This special issue belongs to the section “Atom Based Quantum Technology“.

Special Issue Information

Dear Colleagues,

Quantum computing based on neutral atoms—particularly those excited to high Rydberg states—has emerged as one of the most promising platforms for scalable, programmable quantum information processing. Over the past decade, rapid experimental and theoretical advances have enabled unprecedented control over large arrays of neutral atoms, with strong, long-range Rydberg interactions for the implementation of quantum gates, quantum simulation, and analog many-body dynamics. These developments have been supported by innovations in laser cooling and trapping, high-fidelity state preparation, coherent Rydberg excitation, optical tweezer arrays, and error mitigation strategies.

Rydberg-atom platforms can achieve system sizes of hundreds of individually controlled atoms, allowing exploration of quantum phases, constrained dynamics, optimization, and digital quantum algorithms. At the same time, fundamental challenges remain, including decoherence mechanisms, motional effects, addressing crosstalk, gate-error characterization, and theoretical modeling of strongly interacting open quantum systems. The interplay between atomic physics, quantum optics, condensed-matter theory, quantum information science, and emerging technologies continues to drive progress toward fault-tolerant architectures.

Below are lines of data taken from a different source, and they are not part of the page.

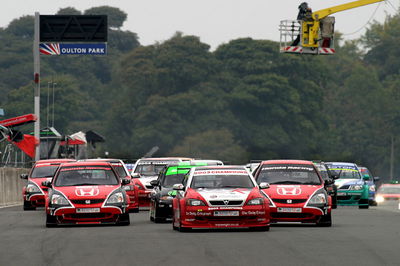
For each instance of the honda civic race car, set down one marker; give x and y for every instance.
(86, 193)
(370, 180)
(146, 170)
(352, 188)
(327, 176)
(296, 192)
(34, 192)
(131, 190)
(163, 192)
(388, 192)
(220, 197)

This Special Issue will bring together recent advances in the science and technology of Rydberg-mediated quantum computing. It will include contributions on state-of-the-art experiments, theoretical modeling, algorithmic applications, engineering approaches to scaling, and cross-disciplinary developments that utilize Rydberg interactions as a powerful tool for quantum information processing and quantum simulation. We aim to highlight both foundational insights and practical implementations that will shape the next generation of quantum technologies based on neutral-atom platforms.

Dr. Bindiya Arora
Dr. Paramjit Kaur
Dr. Harpreet Singh
Guest Editors

Manuscript Submission Information

Manuscripts should be submitted online at www.mdpi.com by registering and logging in to this website. Once you are registered, click here to go to the submission form. Manuscripts can be submitted until the deadline. All submissions that pass pre-check are peer-reviewed. Accepted papers will be published continuously in the journal (as soon as accepted) and will be listed together on the special issue website. Research articles, review articles as well as short communications are invited. For planned papers, a title and short abstract (about 250 words) can be sent to the Editorial Office for assessment.

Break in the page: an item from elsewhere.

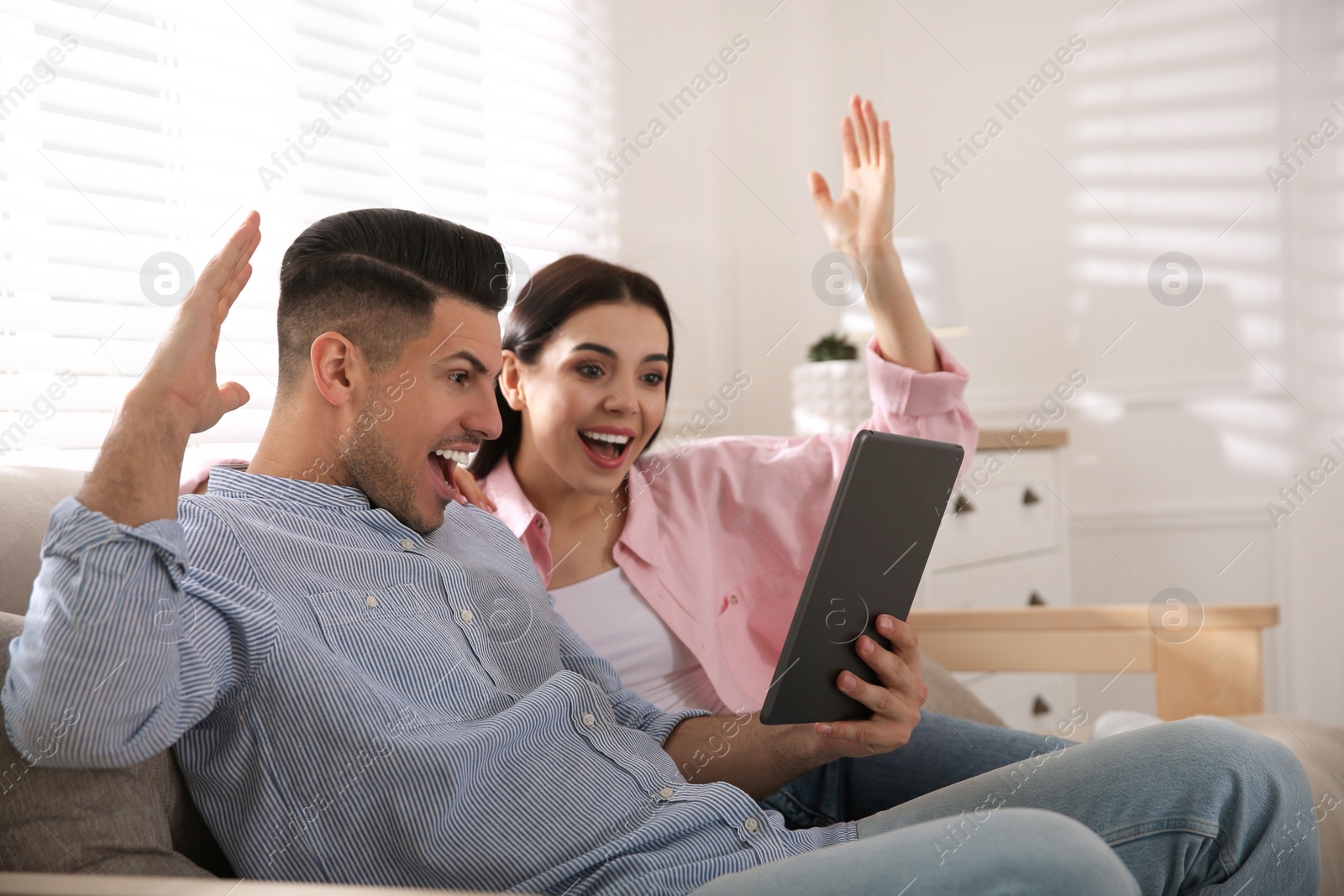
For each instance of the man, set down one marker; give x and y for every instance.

Submitted manuscripts should not have been published previously, nor be under consideration for publication elsewhere (except conference proceedings papers). All manuscripts are thoroughly refereed through a single-blind peer-review process. A guide for authors and other relevant information for submission of manuscripts is available on the Instructions for Authors page. Atoms is an international peer-reviewed open access monthly journal published by MDPI.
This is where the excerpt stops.